Le centraline realmente funzionanti sono queste dieci della provincia a cui noi ci siamo collegati, mentre nel resto delle centraline c’è una situazione non propriamente adeguata, perché adesso mi risulta che l’ARPA abbia iniziato un nuovo progetto per il potenziamento delle centraline ma l’ARPA ne ha solo altre due centraline e, avendo un collegamento con un ispettore del nostro ufficio, siamo in contatto anche se non è possibile accedere direttamente a queste centraline.

C’è un sistema consortile tra tutte le imprese che hanno queste centraline.

PRESIDENTE. Su che ipotesi di reato state lavorando?

FRANCESCO PAOLO GIORDANO, Procuratore di Siracusa. Noi stiamo lavorando su un’ipotesi molto prudente, quella dell’articolo 674 del Codice penale, perché in prima battuta non possiamo configurare altro, però non escludo che alla fine delle investigazioni ci possa essere qualcosa di molto più grosso del 674.Uno dei principi base delle indagini preliminari è la fluidità dell’imputazione e il suo adeguamento alle risultanze che via via si acquisiscono.

In Procura non abbiamo bisogno di innestare dentro questo NICTAS un appartenente al Corpo forestale della regione, perché abbiamo una sezione di polizia giudiziaria con una quota di personale del Corpo forestale dello Stato e del Corpo forestale della regione che ci coadiuvano molto bene nelle indagini soprattutto nella tutela ambientale, in materia di abusivismo edilizio per quanto la parte rurale e nelle discariche.

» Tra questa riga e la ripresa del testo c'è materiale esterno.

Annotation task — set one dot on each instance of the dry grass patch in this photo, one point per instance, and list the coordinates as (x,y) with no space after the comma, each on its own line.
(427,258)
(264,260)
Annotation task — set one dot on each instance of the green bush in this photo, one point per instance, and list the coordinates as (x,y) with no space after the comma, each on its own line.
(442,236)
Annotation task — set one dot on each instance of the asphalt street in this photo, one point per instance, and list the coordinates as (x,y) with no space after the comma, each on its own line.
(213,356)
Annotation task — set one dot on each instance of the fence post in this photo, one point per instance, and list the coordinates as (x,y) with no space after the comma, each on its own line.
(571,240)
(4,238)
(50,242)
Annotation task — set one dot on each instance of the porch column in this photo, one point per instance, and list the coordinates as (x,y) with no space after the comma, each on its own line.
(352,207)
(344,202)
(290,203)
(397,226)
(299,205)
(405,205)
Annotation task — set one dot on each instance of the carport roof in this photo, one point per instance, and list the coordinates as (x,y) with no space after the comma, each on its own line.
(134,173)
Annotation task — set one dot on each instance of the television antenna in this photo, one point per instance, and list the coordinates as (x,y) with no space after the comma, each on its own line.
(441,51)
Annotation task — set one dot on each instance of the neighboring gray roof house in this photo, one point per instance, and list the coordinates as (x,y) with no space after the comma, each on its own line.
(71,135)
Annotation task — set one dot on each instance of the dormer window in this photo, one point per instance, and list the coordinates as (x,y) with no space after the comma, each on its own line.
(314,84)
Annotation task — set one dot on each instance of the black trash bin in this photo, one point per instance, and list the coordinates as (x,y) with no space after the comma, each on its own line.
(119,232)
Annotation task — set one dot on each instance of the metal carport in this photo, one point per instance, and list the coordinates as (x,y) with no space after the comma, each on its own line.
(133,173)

I rapporti con la DDA sono ottimi, c’è una collaborazione assolutamente sinergica, forse negli anni passati c’era stato qualche piccolo attrito dovuto all’inizio a qualche difficoltà interpretativa, ma adesso prima di tutto abbiamo un protocollo d’indagine che va avanti molto bene soprattutto in materia di immigrazione clandestina che è una delle nostre più importanti questioni.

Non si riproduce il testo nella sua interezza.